The direct-to-consumer era of e-commerce is changing the way customers behave and is having a ripple effect on merchants’ customer outreach strategies, requiring enhanced speed and accuracy in decision making.
According to Dimi Dosis, president of Mastercard Advisors, the payment giant’s business-to-business consulting arm, technology-driven changes in consumer behavior and expectations are changing how businesses respond to their needs and, in turn, how Mastercard helps businesses map out their strategies around new products and services.

Dosis said his team uses artificial intelligence, analytics and an abundance of anonymized and aggregated transaction data, as well as third-party data, to help businesses do “rapid experimentation,” or quickly test products that go to market. Mastercard’s Test & Learn self-service analytics and recommendation platform, for instance, allows businesses to vet ideas for products and services they’re considering bringing to market. Based on their responses to questions prompted by the automated platform, businesses can instantly analyze data sets that drill down into each metric, category or location in play.
“What Test & Learn does throughout the whole innovation process is it effectively helps you rule out the areas you will not want to go into and direct your focus on the areas that have the highest probability of increased return on investment,” Dosis explained. About 40% of the ideas vetted by the Test & Learn tool don’t pass muster on the platform, which he said has translated into a lot of costs savings for clients. Mastercard acquired cloud-based analytics provider Applied Predictive Technologies, which built the Test & Learn platform, for about $600 million in 2015.
In an interview, Dosis told Bank Innovation how and why his team uses AI and data analytics. An edited version of that conversation follows:
We hear a lot about AI, but what are you actually doing with it?

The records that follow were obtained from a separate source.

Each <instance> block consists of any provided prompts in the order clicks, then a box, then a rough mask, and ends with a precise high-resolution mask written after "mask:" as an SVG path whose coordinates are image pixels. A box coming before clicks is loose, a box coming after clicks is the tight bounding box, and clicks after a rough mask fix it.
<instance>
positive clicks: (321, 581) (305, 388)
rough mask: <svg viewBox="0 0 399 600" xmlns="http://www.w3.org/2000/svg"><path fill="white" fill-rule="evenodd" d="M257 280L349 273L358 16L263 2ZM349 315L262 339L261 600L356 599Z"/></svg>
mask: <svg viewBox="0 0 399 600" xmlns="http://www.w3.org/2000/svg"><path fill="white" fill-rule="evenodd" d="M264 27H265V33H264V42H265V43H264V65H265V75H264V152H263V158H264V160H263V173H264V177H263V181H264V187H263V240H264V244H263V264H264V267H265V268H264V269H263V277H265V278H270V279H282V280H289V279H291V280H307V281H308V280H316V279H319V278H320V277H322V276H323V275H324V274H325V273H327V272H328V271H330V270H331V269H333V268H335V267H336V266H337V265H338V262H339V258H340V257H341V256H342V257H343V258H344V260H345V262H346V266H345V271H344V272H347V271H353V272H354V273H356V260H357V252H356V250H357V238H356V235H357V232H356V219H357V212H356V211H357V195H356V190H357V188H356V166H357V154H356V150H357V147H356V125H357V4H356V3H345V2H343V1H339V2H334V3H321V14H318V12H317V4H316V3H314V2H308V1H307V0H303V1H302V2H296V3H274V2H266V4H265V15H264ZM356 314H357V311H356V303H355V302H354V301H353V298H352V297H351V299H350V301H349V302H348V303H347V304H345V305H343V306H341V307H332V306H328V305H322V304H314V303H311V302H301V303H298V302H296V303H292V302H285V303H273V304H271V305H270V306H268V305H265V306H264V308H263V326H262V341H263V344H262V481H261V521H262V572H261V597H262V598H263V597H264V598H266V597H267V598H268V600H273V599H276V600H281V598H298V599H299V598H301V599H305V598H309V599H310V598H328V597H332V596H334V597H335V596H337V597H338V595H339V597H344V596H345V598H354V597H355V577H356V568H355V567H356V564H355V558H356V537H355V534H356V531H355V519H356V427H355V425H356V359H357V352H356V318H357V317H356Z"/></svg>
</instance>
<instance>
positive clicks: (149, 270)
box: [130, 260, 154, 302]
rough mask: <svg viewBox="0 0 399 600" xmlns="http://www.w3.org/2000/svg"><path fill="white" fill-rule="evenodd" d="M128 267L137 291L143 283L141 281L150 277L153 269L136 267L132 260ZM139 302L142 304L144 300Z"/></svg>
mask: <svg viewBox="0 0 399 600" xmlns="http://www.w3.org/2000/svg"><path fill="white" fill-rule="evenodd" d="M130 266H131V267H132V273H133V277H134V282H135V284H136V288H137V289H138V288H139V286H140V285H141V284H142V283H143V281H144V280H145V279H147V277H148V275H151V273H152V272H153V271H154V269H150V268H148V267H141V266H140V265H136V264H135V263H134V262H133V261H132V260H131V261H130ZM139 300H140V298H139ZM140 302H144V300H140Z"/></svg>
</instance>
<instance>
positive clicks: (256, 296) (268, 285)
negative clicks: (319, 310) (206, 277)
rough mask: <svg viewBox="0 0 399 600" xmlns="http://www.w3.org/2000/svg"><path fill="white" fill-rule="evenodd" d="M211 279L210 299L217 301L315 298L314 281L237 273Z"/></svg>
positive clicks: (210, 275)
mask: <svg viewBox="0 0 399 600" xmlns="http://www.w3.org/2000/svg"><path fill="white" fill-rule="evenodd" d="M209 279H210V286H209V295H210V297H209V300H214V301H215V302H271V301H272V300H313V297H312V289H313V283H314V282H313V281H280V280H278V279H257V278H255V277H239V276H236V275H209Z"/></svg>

I don’t think about AI as a product but an ingredient to many, many things we’re doing, and those use cases are constantly expanding. AI, effectively, is being deployed across Mastercard today. To me, AI is an evolution of what we used to call analytics. It’s a manifestation of what we can do with the increased amount of data, the facilities we now have and the velocity with which we can deploy this data.
For example, in a traditional analysis, you would run a kind of data segmentation, take the results, make your slides, come up with recommendations based on those slides and then do a quality check and give it to the customer. This process would likely take 90 to 100 hours. With AI, it takes only 10% of the time it used to because the data analysis, slide production and recommendations are all being handled automatically. We are now deploying this across the business because not only does it save time, which people can devote to other things, but it also drives higher accuracy of data. The only piece we hold onto is quality control at the end, which is still done by a person.
How are you using AI with Test & Learn?
Test & Learn is very much based on the notion of having a hypothesis to test. Hypotheses traditionally have been along the lines of, ‘I, as a bank, think I should sell X, Y, Z product in this branch,’ but these hypotheses are not derived from a data set, in many cases. What we’ve been doing is building an automated hypothesis generation engine, which looks at data in an unbiased way and says, ‘These are the hypotheses you should be using because they have the highest probability of being successful.’ We are applying AI for this, and those hypotheses are being tested.
What do clients look for from Mastercard Advisors?
It started with a very basic proposition like, ‘I run a card portfolio. How do I make more out of it?’ The reason why Advisors came into existence — almost two decades ago — was to help customers answer that question. This is the bread and butter of the business but, from there, we’ve moved to helping customers with things like geographic expansion into other markets. Then it moved very much into innovation and technology over the last few years.
How proactive versus reactive is your team?
The majority of our time is spent connecting with customers on the latest trends and innovations, and they are hungry. Their bosses are asking them questions about how to respond to things like AI or workflow-embedded data systems. They also are pressed to react to regulations in the most profitable way possible. When GDPR [the EU’s General Data Protection Regulation] and PSD2 [the EU’s Revised Payment Service Directive] came up, we were in the center of it in terms of helping them think through the consequences of those regulations for their business.